Army.ca Conduct Guidelines: MUST READ - http://forums.army.ca/forums/threads/24937.0.html

FRIENDLY ADVICE TO NEW MEMBERS - http://forums.army.ca/forums/threads/24937/post-259412.html#msg259412

Search page - http://forums.army.ca/forums/index.php?action=search;advanced


To summarize. Welcome to Army.ca, start reading.


----------



## Dissident (18 Jan 2006)

Dress is cadpat uniform with proper accoutrement, red beret and brassard. All issued.

DEU's with proper accoutrement and red beret is the typical formal wear. Initial issue is free, replacement are in the form of points on logistik unicorp.

Mess kit for mess diners is also authorized, but is not issued, members need to pay for it themselves.

I have heard rumors of upcoming possible changes, but like most of what I hear, I'll believe it when I see it.

If you are wondering about reservist wearing the snazy black uniforms, no, not in a million years.


----------



## babyjoker (18 Jan 2006)

Thanks Dissident,

That helps clear up my questions. Do you know of any websites where I could view the uniforms that you spoke of.

The Babyjoker


----------



## FastEddy (4 Feb 2006)

Dissident said:
			
		

> Dress is cadpat uniform with proper accoutrement, red beret and brassard. All issued.
> 
> DEU's with proper accoutrement and red beret is the typical formal wear. Initial issue is free, replacement are in the form of points on logistik unicorp.
> 
> ...




Just a question, I am now referring to Pre 1968 ERA, Patrol Dress (Blues) all ranks, were optional for OR's and were purchased at ones personal expense. They were required Mess Dress for Sr NCO's and Officers, again at personal expense.
But Mess Kit, Red Pea Jacket etc. was worn by Officers only.
You refer to Mess kit, could you describe it and who and were it is worn.
Thanks a Million.


----------



## Dissident (6 Feb 2006)

The Mess kit (Red jacket/winter and white/summer) is now also authorized uniform for NCM. Only worn on such occasions like mess diners. (In our case, the platoon anniversary.)


----------



## FastEddy (7 Feb 2006)

Dissident said:
			
		

> The Mess kit (Red jacket/winter and white/summer) is now also authorized uniform for NCM. Only worn on such occasions like mess diners. (In our case, the platoon anniversary.)

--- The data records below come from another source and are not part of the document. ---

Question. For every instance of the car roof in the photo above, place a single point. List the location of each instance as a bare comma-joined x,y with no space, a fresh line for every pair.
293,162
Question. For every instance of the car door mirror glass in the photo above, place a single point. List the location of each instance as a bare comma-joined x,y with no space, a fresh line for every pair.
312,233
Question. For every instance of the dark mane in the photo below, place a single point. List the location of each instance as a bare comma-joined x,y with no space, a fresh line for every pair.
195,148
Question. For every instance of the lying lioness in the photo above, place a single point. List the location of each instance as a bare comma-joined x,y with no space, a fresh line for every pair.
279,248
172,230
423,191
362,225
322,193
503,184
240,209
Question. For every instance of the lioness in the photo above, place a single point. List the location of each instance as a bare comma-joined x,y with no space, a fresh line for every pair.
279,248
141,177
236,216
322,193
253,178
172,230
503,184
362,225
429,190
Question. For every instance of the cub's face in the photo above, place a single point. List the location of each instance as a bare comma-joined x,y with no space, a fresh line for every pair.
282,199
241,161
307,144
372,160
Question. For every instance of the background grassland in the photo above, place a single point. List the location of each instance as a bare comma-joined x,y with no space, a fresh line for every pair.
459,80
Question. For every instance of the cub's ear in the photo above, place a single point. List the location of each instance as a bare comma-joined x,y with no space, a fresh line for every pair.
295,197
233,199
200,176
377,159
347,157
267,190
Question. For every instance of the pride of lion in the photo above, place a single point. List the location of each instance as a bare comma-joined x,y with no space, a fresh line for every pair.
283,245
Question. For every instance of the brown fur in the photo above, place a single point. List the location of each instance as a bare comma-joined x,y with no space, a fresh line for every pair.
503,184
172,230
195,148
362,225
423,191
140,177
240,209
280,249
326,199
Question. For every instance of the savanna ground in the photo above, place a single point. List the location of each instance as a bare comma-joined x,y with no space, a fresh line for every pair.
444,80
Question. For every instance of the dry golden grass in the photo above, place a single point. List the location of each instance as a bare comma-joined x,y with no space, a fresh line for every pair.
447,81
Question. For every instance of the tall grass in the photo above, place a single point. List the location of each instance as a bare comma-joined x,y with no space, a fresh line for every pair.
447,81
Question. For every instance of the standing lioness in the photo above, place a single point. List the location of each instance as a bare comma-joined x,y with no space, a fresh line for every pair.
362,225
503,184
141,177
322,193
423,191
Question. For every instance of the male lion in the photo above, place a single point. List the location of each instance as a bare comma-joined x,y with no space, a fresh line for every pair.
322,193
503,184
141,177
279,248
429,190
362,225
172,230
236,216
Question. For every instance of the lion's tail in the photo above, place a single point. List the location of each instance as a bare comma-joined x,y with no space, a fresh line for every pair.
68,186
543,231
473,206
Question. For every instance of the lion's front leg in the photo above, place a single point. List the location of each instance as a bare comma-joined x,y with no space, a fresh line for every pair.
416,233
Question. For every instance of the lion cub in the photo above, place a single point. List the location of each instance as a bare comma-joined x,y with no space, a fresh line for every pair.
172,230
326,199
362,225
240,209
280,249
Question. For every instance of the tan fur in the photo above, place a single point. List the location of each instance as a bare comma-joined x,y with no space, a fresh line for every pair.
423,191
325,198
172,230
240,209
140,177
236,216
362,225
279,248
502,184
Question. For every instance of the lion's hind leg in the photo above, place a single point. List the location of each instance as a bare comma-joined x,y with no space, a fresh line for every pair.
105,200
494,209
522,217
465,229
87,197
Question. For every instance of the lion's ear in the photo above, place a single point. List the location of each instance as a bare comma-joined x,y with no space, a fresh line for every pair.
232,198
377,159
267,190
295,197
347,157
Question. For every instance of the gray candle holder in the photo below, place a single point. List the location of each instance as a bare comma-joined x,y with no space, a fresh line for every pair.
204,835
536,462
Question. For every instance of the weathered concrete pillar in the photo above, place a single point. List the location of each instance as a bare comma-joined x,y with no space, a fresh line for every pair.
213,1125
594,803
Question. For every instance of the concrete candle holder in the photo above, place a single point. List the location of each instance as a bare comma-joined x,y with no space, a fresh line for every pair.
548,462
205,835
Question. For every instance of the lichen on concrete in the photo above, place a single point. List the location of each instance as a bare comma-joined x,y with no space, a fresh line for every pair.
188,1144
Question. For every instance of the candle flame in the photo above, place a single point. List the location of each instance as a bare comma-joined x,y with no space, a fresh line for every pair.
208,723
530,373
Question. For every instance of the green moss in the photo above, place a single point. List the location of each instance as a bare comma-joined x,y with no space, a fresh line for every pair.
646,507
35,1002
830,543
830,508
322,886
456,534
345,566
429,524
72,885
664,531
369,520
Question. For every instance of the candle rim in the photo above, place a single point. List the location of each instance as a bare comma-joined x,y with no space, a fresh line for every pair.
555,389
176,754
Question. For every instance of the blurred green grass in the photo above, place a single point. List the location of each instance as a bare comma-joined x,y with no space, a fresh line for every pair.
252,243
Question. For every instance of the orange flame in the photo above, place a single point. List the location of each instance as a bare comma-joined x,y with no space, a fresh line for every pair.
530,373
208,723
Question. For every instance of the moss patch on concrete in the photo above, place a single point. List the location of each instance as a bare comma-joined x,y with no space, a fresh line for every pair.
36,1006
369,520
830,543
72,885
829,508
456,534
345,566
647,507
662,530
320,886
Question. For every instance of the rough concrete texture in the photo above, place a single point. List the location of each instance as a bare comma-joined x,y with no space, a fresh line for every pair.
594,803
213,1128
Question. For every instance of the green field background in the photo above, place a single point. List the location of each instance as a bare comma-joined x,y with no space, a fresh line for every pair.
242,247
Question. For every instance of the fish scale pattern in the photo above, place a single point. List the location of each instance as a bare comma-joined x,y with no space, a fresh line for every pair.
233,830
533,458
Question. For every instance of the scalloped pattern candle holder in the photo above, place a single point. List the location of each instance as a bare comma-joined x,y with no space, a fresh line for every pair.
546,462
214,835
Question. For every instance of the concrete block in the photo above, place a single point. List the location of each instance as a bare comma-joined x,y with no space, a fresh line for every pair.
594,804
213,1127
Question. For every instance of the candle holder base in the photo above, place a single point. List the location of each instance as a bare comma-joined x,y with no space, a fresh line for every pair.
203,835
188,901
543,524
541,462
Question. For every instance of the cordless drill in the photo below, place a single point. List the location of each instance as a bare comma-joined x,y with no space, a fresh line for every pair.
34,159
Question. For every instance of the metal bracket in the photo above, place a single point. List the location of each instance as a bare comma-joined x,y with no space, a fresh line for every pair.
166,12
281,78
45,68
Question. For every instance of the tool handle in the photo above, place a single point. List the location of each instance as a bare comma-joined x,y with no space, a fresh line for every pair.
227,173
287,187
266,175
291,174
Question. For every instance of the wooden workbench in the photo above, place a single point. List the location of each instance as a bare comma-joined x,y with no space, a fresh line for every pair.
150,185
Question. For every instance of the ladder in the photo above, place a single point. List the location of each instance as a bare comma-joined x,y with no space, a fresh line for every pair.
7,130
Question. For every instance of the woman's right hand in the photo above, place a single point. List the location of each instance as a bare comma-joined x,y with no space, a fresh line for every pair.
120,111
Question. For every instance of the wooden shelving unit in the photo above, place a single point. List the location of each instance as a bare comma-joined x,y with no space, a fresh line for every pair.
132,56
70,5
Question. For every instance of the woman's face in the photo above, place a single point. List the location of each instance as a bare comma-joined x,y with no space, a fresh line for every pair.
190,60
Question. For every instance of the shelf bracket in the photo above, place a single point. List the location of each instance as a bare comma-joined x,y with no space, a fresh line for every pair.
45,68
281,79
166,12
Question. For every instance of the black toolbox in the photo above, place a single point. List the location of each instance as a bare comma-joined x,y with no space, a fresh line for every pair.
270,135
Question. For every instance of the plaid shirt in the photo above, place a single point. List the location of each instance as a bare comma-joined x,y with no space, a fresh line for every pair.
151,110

Thanks Dissident, Boy things have sure changed.

I guess any self respecting MP  has invested in one, I know the Blues were for us in the Corp.

Does this Mess Kit extend to all of the Army's other Branch's.

Cheers.


----------



## Dissident (8 Feb 2006)

Actually, most junior NCM's don't bother spending the $1000 or so required for a full mess kit. At those occasions, we usually wear DEU's with white shirt and bow tie. The individuals in the above picture have been in longer than dirt. One young cpl also got the mess kit, after coming back from a tour, with way too much money in his pocket...

I am not sure about any other trades or branch, as I have not gone to a combine mess diner so far.


----------